Le dernier défi était d’exporter les données dans un format standard. Celui auquel je suis le plus habitué est le format GPX, qui est dérivé du XML. Bonne nouvelle, Python dispose d’un module natif permettant de rédiger des XML, donc il suffisait juste de connaître les bons noms de balises. ChatGPT m’a aussi aidé à cette étape pour rédiger automatiquement la fonction.

Quels sont les résultats ?

Pour montrer ce que fait le code, je vais utiliser un enregistrement récent entre chez moi et des amis qui m’avaient invités à regarder l’Eurovision (et la douloureuse seconde place de Käärijä). Pour l’instant, je traite ces données pour sortir deux figures : la trace de mon parcours et la comparaison de ma vitesse.

Concernant la trace de mon parcours, il s’agit d’un scatter plot assez simple qui affiche chaque point enregistré. Après avoir implémenté la détermination de l’élévation, j’ai pu changer la couleur des points pour se représenter un peu plus les choses. On voit assez bien que j’habite en haut d’une petite colline et qu’à un moment je longe une voie d’eau. Même si la base de données SRTM n’est pas la plus à jour, on voit donc que les résultats sont cohérents.

Visualisation de la trace traitée par mon script

La seconde visualisation est également simple et montre l’évolution de l’altitude et de la vitesse en fonction du temps. Décathlon Coach la propose également, et j’imagine qu’elle est utilisée pour comprendre comment l’inclinaison influe sur la vitesse. On peut voir que j’atteins ma pointe de vitesse dès le départ (normal, je descends de la colline), puis que ma vitesse réduit progressivement. J’attribue ça à trois facteurs : l’entrée en ville, le fait d’avoir volontairement ralenti car j’avais peur d’arriver trop en avance, et la fatigue.

Évolution de la vitesse et de l’élévation en fonction du temps.

Sur cette dernière image, on peut voir que les données d’élévation ne sont pas parfaites. Je ne sais pas exactement comment est implémentée leur détermination, mais j’attribuerais ça à un problème d’échantillonnage spatial, probablement car le jeu de données est ancien.
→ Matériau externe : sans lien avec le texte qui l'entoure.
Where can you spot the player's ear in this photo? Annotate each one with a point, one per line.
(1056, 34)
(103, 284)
Concernant la sortie des données en GPX, les fonctions rédigées par ChatGPT se sont avérées fonctionnelles (que ça soit sans ou avec l’utilisation du module natif xml). Et en important les fichiers dans mon application de cartes ou en ligne, je n’ai eu aucun souci, ce qui me laisse penser que tout s’est bien passé de ce côté-là également.

Qu’est-ce que j’en pense ?

Eh bien je dois dire que je suis satisfait ! Sur le plan technique, je suis content de pouvoir disposer d’une solution fonctionnelle qui permet de traiter, afficher et convertir les données de ma montre. C’était tout de même le but premier ! Maintenant, je ne crains plus les soucis d’OnConnect et je peux rester sur Linux !
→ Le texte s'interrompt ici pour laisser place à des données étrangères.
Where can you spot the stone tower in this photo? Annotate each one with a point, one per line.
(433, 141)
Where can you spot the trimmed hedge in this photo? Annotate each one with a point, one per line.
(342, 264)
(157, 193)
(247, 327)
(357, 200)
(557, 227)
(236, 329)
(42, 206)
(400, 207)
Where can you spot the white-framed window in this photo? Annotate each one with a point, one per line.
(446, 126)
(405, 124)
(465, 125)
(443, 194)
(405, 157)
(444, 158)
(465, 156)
Sur le plan éthique, j’ai fait de mon mieux pour utiliser des solutions moins propriétaires. Il y a sûrement des possibilités pour aller plus loin, mais s’affranchir d’OnConnect et des connexions à Google est déjà une victoire !

Enfin, sur le plan personnel, j’étais très content de mettre à l’épreuve ChatGPT pour tester ses capacités. D’ailleurs, je parle des cas réussis dans l’article, mais il y a aussi eu des fois où il proposait des solutions vraisemblables qui faisaient en fait appel à des fonctions inexistantes. J’étais aussi très content de pouvoir utiliser le plugin des mouvements Vim pour Spyder. J’ai clairement une marge de progression, mais il fallait bien démarrer quelque part !
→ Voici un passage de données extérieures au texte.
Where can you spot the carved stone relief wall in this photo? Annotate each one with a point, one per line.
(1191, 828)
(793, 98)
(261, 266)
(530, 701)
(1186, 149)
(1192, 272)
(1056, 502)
Quelles sont les prochaines étapes ?

Je vois deux grandes directions pour la suite. Tout d’abord, il y a l’ajout de fonctionnalités supplémentaires. L’exemple typique qui me vient en écrivant ça est le calcul de la vitesse moyenne par exemple. Sur le plan de la visualisation, on pourrait imaginer un affichage de la trace sur un fond de carte.

Ensuite, il y a la partie refactoring qui entre en jeu. Pour l’instant, il s’agit juste d’un script qui appelle des fonctions les unes après les autres, mais on pourrait imaginer quelque chose de plus structuré à la manière des modules Python. Et dans la même veine, il y a également la publication du code !

Évidemment, il y a toujours des manières de faire plus ou de faire mieux. Mais ce soir j’estime que j’arrive à un état suffisamment stable pour pouvoir en parler. J’espère que ça vous aura intéressé et que ça vous permettra aussi de traiter vos données OMx sans utiliser de solutions propriétaires !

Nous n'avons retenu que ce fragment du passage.